A study that’s causing public health officials to grow more concerned about COVID spreading between loved ones is based primarily on families in Nashville. Researchers hope it’ll reveal the most common ways relatives and roommates get each other sick.
The existing research on household transmission of COVID-19, like this study from New York, mostly relies on looking back at contact tracing data, which can have big holes. So Dr. Carlos Grijalva, a Vanderbilt University epidemiologist, decided he would create his own data set.
His research team has now followed nearly 200 households, mostly in Nashville with some also with a research site in Wisconsin. When one person gets sick, they get consent from the patient and members of the household, then begin interviewing them and taking nasal swabs and collecting saliva for 14 days.
“That was the intention, to have a very systematic assessment with this very systematic surveillance with repeated daily measures and collection of daily samples,” Grijalva says.
Until now, most of the studies about household transmission have been done abroad in countries like China where some countries even remove the infected patient from the home to isolate.

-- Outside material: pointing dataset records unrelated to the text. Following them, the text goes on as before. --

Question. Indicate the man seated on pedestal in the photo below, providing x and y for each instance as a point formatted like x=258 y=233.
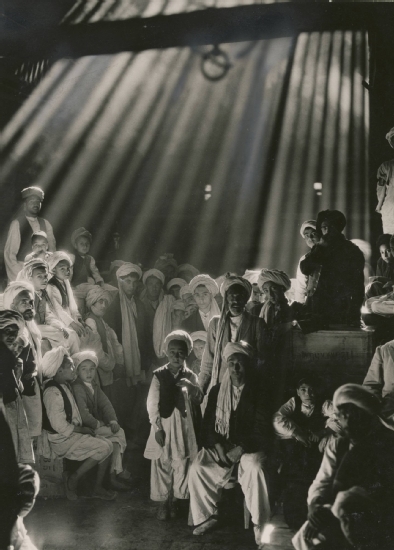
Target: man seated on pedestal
x=236 y=430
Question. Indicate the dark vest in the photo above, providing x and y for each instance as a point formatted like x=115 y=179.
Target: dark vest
x=67 y=407
x=63 y=292
x=315 y=422
x=26 y=232
x=170 y=395
x=81 y=269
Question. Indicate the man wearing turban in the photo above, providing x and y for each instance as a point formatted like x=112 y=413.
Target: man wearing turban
x=233 y=324
x=310 y=235
x=236 y=430
x=385 y=190
x=351 y=501
x=18 y=244
x=204 y=290
x=335 y=267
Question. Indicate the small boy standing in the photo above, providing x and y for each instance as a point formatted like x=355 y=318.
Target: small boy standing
x=98 y=413
x=40 y=247
x=173 y=404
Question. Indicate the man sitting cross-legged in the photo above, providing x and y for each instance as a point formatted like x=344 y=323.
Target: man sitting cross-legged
x=236 y=430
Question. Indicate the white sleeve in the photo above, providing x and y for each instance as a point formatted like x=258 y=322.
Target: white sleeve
x=51 y=237
x=54 y=405
x=284 y=426
x=11 y=250
x=321 y=488
x=152 y=402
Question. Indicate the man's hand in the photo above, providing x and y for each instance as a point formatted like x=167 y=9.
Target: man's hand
x=84 y=430
x=303 y=438
x=114 y=427
x=222 y=454
x=160 y=437
x=235 y=454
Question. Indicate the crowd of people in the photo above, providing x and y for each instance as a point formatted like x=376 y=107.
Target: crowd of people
x=189 y=370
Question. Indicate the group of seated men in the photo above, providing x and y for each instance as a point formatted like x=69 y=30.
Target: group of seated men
x=187 y=367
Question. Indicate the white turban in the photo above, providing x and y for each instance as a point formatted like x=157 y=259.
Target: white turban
x=52 y=360
x=275 y=276
x=80 y=232
x=305 y=225
x=199 y=335
x=13 y=289
x=359 y=396
x=26 y=273
x=87 y=355
x=204 y=280
x=153 y=273
x=176 y=282
x=95 y=294
x=231 y=280
x=57 y=257
x=179 y=335
x=238 y=347
x=127 y=268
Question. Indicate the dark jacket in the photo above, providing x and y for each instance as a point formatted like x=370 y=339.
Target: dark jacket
x=92 y=407
x=339 y=292
x=113 y=317
x=193 y=323
x=250 y=424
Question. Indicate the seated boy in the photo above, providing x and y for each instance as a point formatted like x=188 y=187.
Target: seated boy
x=67 y=436
x=98 y=413
x=199 y=340
x=303 y=430
x=172 y=442
x=40 y=247
x=51 y=328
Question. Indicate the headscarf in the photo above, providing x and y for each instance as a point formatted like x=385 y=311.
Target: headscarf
x=52 y=361
x=187 y=267
x=389 y=137
x=204 y=280
x=95 y=294
x=128 y=310
x=308 y=224
x=162 y=324
x=127 y=268
x=80 y=232
x=179 y=335
x=164 y=260
x=252 y=276
x=231 y=280
x=176 y=282
x=9 y=317
x=359 y=396
x=178 y=304
x=275 y=276
x=26 y=273
x=334 y=217
x=199 y=335
x=56 y=258
x=153 y=273
x=238 y=347
x=13 y=289
x=86 y=355
x=32 y=192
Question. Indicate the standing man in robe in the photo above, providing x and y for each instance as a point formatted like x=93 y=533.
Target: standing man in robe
x=18 y=243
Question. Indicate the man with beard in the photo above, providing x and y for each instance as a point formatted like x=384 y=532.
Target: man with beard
x=18 y=244
x=350 y=502
x=336 y=265
x=19 y=296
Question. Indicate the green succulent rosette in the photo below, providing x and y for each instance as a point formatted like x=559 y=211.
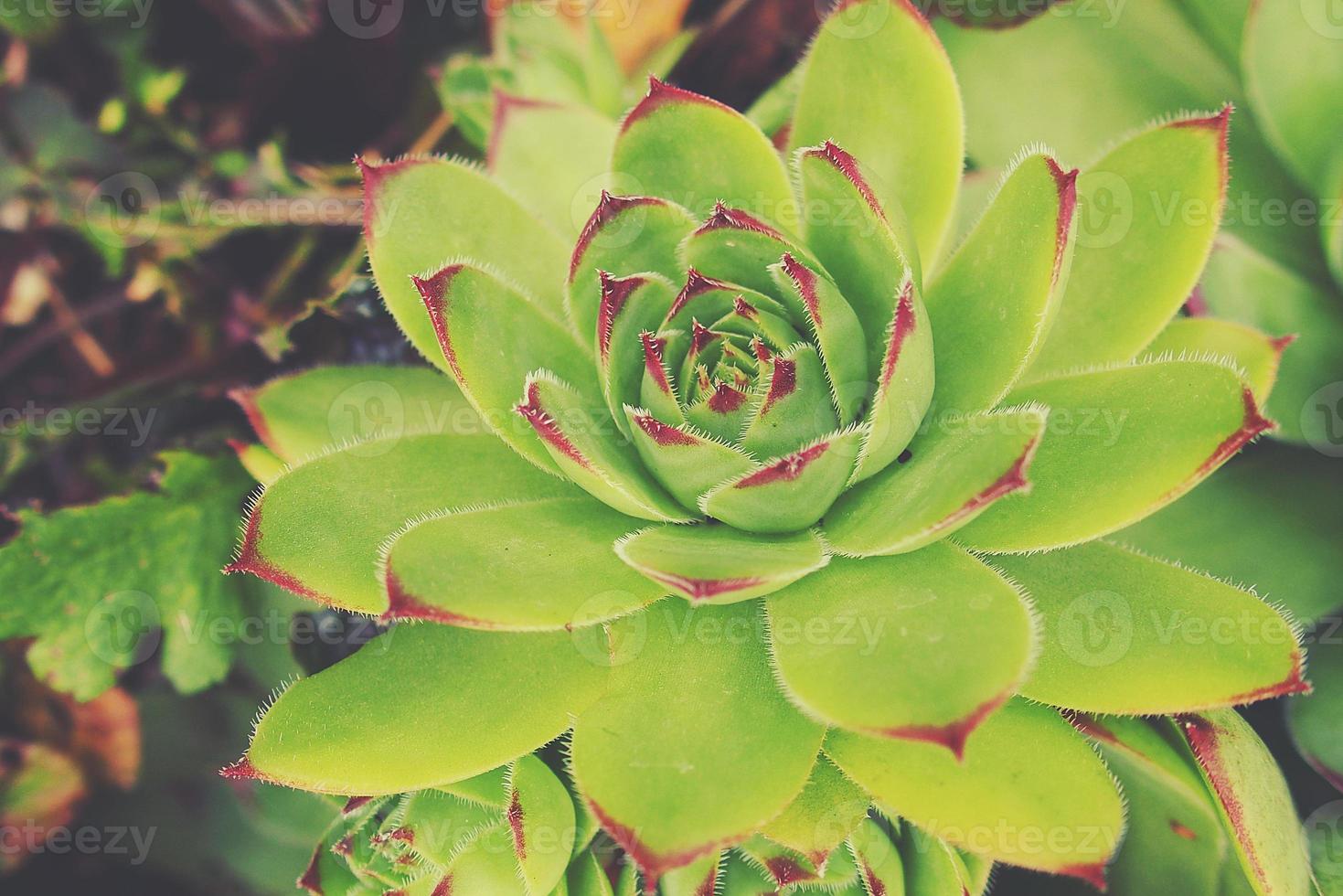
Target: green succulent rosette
x=782 y=508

“We were not sure if that was the same scenario here in the United States,” he says.
Instead of finding 10% to 20% of household members getting sick from the first patient in a household, Grijalva’s team found that in Nashville the transmission rate was more like 50%. So if a family of five has someone fall ill, two other people on average are going to contract COVID too.
Nashville health officials have increasingly identified transmission in the home as a factor that’s mostly out of their control.
The Centers for Disease Control and Prevention rushed to publish the preliminary findings on Friday, but the project is ongoing so they can draw more specific conclusions. Grijalva hopes to identify factors that may facilitate transmission — and those that may prevent it.